One of our speakers told us how Japanese people love new innovative ideas – even if it’s not something life changing but just slightly different. As an example, the supermarkets here roll out a new type of Kit-Kat almost every month and then get rid of it just as quickly. I have seen a yoghurt and aloe vera Kit-Kat, a corn Kit-Kat, and a cantaloupe Kit-Kat – and they sell ridiculously well. Coke seems to be doing the same kind of thing – the coke bottles here at the moment are all shaped like soccer balls (which are challenging to hold) because of the football world cup – and sales have spiked!

Today on our way to the hotel from Sapporo airport, we went past the sites of the 1972 Winter Olympics. We stopped at the ski jump track where we took the gondola to the top and got an amazing view of the city.
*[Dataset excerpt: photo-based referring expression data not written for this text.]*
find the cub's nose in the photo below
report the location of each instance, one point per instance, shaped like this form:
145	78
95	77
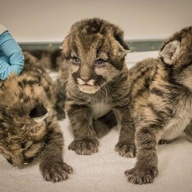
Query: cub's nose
38	111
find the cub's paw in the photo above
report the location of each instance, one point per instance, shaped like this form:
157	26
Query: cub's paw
55	170
85	146
142	175
126	149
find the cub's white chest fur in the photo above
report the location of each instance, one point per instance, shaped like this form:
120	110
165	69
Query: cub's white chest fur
177	125
99	109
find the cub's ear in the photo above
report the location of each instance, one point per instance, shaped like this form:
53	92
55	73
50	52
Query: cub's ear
118	35
169	51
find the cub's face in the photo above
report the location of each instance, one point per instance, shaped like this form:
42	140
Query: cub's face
23	108
94	51
177	54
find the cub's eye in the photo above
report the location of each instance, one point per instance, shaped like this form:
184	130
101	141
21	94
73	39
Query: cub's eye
100	62
76	60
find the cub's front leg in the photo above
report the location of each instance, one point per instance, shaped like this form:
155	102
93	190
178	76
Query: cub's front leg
188	131
145	169
52	166
125	146
85	142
I also got to stand on the podium and pretend to be an Olympic gold medal winner which is definitely the only time that will happen!

So far Sapporo seems like a really nice city. Because it’s the middle of summer here right now, and Sapporo is the home of Sapporo beer, there are beer gardens and markets set up all over the place. While we’re here we’re visiting a horticulture farmer, a milk production company, the Sapporo brewery, as well as Otaru City (Dunedin’s sister city) to meet with the Otaru Municipal Government.